Judge to Hutaree prosecutor: Show militia members did more than talk
DETROIT — A federal judge challenged prosecutors Wednesday to show that nine members of the Michigan militia group Hutaree, who are accused of plotting war against the government, did more than just talk and should remain locked up.
U.S. District Judge Victoria Roberts heard nearly 10 hours of testimony and arguments over two days. She did not make a decision about whether the nine will remain in custody, saying only that a ruling would come soon.
The members of a southern Michigan group called Hutaree have been in custody for a month. An indictment accuses them of weapons violations and a rare crime: conspiring to commit sedition, or rebellion, against the government by first killing police officers.
Prosecutors say the public would be at risk if the nine are released. But defense lawyers claim the government has overreached with a criminal case based mostly on hateful speech.
An undercover agent infiltrated the group and secretly made recordings that have been played in court. While there is talk about killing police, it's not specific. In one conversation, there are many people talking over each other and laughing.
Roberts pressed that point more than once as Assistant U.S. Attorney Ronald Waterstreet argued in favor of keeping the nine in jail. The judge suggested she didn't hear or read in the transcripts any indication that violence was imminent.
Waterstreet said the government is not required to show all its evidence at this early stage of the case. He referred to the words of militia leader David Stone, 44, of Clayton, Mich., who was recorded by the undercover agent while they drove to Kentucky earlier this year.
"It's now time to strike and take our nation back so that we may be free again from tyranny. Time is up," Waterstreet said, quoting a transcript.
Later, putting the transcript aside, the prosecutor said: "The theme is the brotherhood is the enemy — all law enforcement."
Defense lawyers urged the judge to look at each defendant individually. Although all are charged with conspiracy, they were not always together during critical meetings cited by the government.
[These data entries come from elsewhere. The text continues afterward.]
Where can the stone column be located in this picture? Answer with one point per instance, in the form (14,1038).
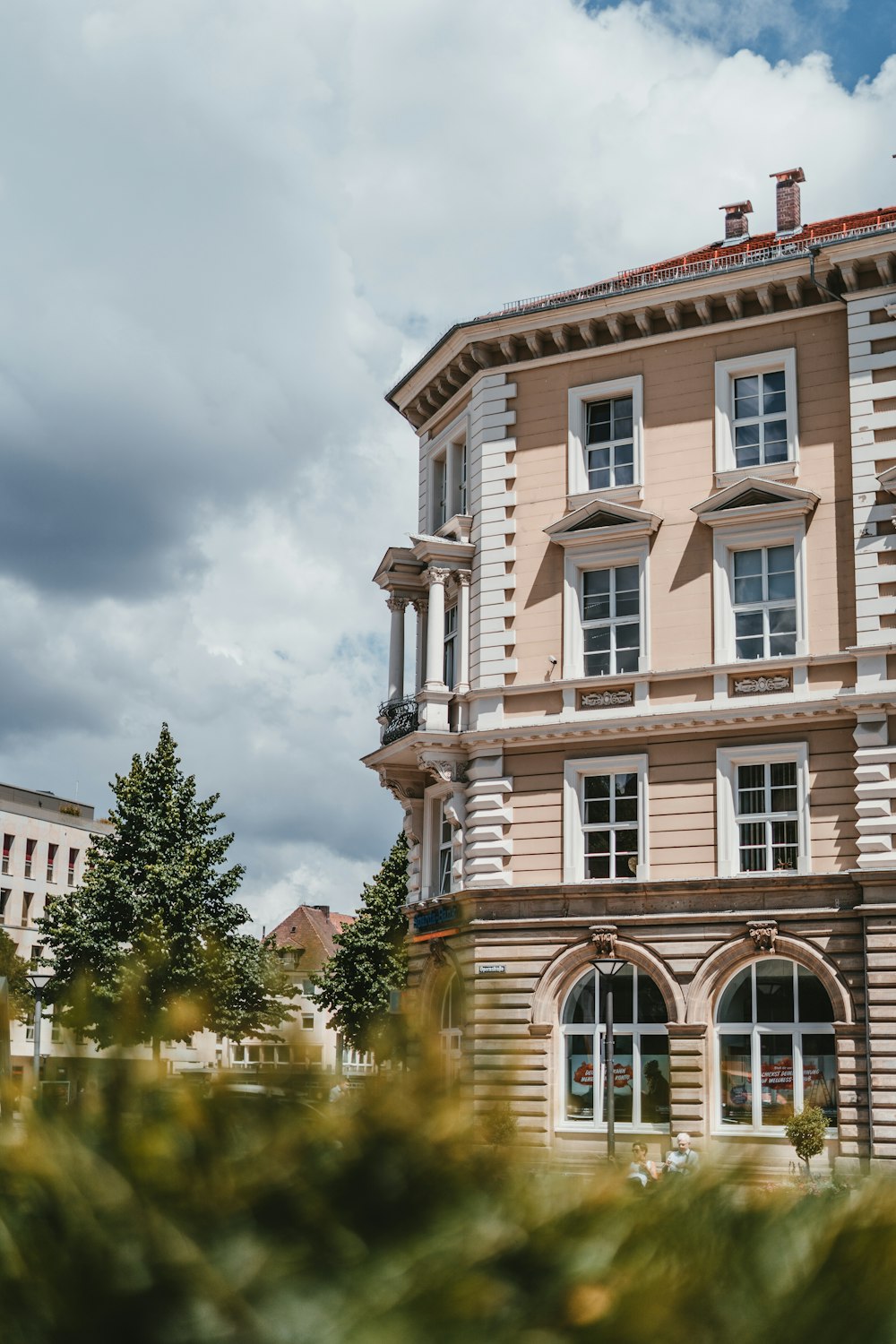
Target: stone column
(421,607)
(437,580)
(397,648)
(462,578)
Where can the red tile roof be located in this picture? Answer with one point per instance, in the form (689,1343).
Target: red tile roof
(311,930)
(719,257)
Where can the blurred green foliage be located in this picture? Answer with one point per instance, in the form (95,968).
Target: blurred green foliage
(166,1217)
(370,962)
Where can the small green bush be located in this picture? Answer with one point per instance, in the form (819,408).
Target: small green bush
(806,1133)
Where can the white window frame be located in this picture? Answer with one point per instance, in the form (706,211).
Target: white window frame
(435,798)
(450,449)
(579,398)
(751,537)
(727,370)
(573,776)
(727,832)
(575,564)
(452,639)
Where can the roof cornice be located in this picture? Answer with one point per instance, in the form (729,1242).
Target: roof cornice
(775,288)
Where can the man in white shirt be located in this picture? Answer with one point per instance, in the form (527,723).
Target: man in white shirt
(681,1160)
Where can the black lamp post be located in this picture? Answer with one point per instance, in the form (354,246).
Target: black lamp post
(38,980)
(608,967)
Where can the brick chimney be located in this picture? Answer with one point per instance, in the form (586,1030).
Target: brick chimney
(788,199)
(737,222)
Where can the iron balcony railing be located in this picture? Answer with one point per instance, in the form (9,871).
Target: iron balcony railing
(398,719)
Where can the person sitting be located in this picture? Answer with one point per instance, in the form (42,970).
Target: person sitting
(641,1169)
(681,1160)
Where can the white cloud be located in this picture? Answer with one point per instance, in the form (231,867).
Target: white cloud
(233,226)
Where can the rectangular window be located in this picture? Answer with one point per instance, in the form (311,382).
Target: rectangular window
(764,602)
(610,620)
(610,825)
(608,444)
(449,661)
(756,416)
(761,418)
(763,809)
(769,817)
(447,473)
(460,449)
(606,438)
(441,515)
(605,820)
(444,867)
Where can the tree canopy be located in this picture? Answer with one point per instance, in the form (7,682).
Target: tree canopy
(15,968)
(370,960)
(148,948)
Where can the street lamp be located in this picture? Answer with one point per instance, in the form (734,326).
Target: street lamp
(608,967)
(38,980)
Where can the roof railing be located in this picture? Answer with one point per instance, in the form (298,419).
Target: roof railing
(653,277)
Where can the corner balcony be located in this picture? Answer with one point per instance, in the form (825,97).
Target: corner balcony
(398,718)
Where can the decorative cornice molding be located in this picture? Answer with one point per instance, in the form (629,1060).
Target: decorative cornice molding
(603,938)
(603,322)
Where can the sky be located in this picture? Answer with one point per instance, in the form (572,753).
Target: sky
(228,228)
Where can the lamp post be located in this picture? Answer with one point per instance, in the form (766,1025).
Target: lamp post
(608,967)
(38,980)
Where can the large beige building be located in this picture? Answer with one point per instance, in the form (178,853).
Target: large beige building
(309,1043)
(651,711)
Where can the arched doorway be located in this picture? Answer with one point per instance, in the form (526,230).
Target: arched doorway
(774,1043)
(641,1051)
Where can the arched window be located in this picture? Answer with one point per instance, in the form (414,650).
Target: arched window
(641,1050)
(452,1029)
(775,1046)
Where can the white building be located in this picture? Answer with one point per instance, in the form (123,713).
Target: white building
(45,847)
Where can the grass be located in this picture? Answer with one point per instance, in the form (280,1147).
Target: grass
(163,1217)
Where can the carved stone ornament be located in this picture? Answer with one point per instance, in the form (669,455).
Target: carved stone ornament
(403,790)
(762,685)
(445,771)
(763,933)
(605,699)
(605,940)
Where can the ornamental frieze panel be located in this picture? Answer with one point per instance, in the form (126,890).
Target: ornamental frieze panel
(770,683)
(613,698)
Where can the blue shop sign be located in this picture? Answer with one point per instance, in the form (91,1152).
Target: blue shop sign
(430,921)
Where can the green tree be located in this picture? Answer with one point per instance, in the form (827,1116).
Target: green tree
(148,948)
(15,968)
(370,960)
(806,1133)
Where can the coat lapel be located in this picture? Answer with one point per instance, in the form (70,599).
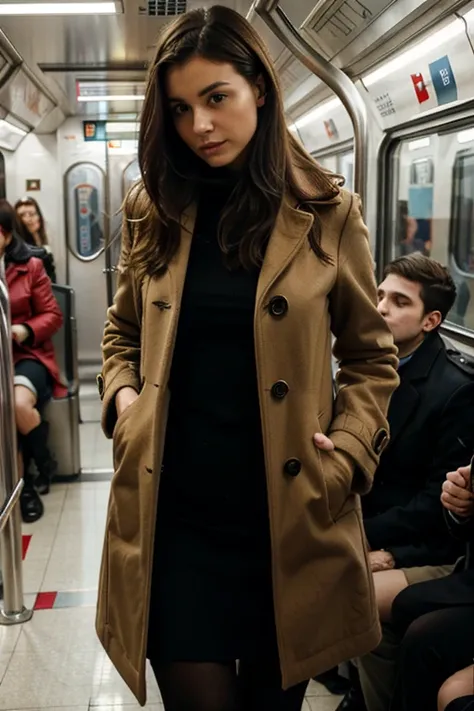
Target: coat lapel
(291,229)
(404,401)
(406,397)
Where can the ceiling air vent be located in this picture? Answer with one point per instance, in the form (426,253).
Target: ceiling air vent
(165,8)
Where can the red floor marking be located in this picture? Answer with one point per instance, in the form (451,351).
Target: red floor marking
(45,601)
(25,542)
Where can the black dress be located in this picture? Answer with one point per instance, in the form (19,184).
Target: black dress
(212,593)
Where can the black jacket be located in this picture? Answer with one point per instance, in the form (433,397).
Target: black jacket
(431,418)
(20,252)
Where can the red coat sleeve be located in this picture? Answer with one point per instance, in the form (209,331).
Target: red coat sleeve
(46,316)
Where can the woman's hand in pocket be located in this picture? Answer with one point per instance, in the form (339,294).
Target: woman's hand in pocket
(124,398)
(338,471)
"'What if' is not the standard. ... None of these words are an instruction to anyone to commit a crime," said Stone's attorney, William Swor, as held up a stack of transcripts.
Arthur Weiss, a lawyer for Thomas Piatek, 46, of Whiting, Ind., said disgust with the government as recorded by the undercover agent is similar to what's said daily by radio and TV talk-show hosts Rush Limbaugh, Glenn Beck and Sean Hannity.
"Millions of people" are talking about "taking our country back," Weiss said.
The judge also heard from relatives of some of the defendants who pledged to be responsible for them if they were released from jail.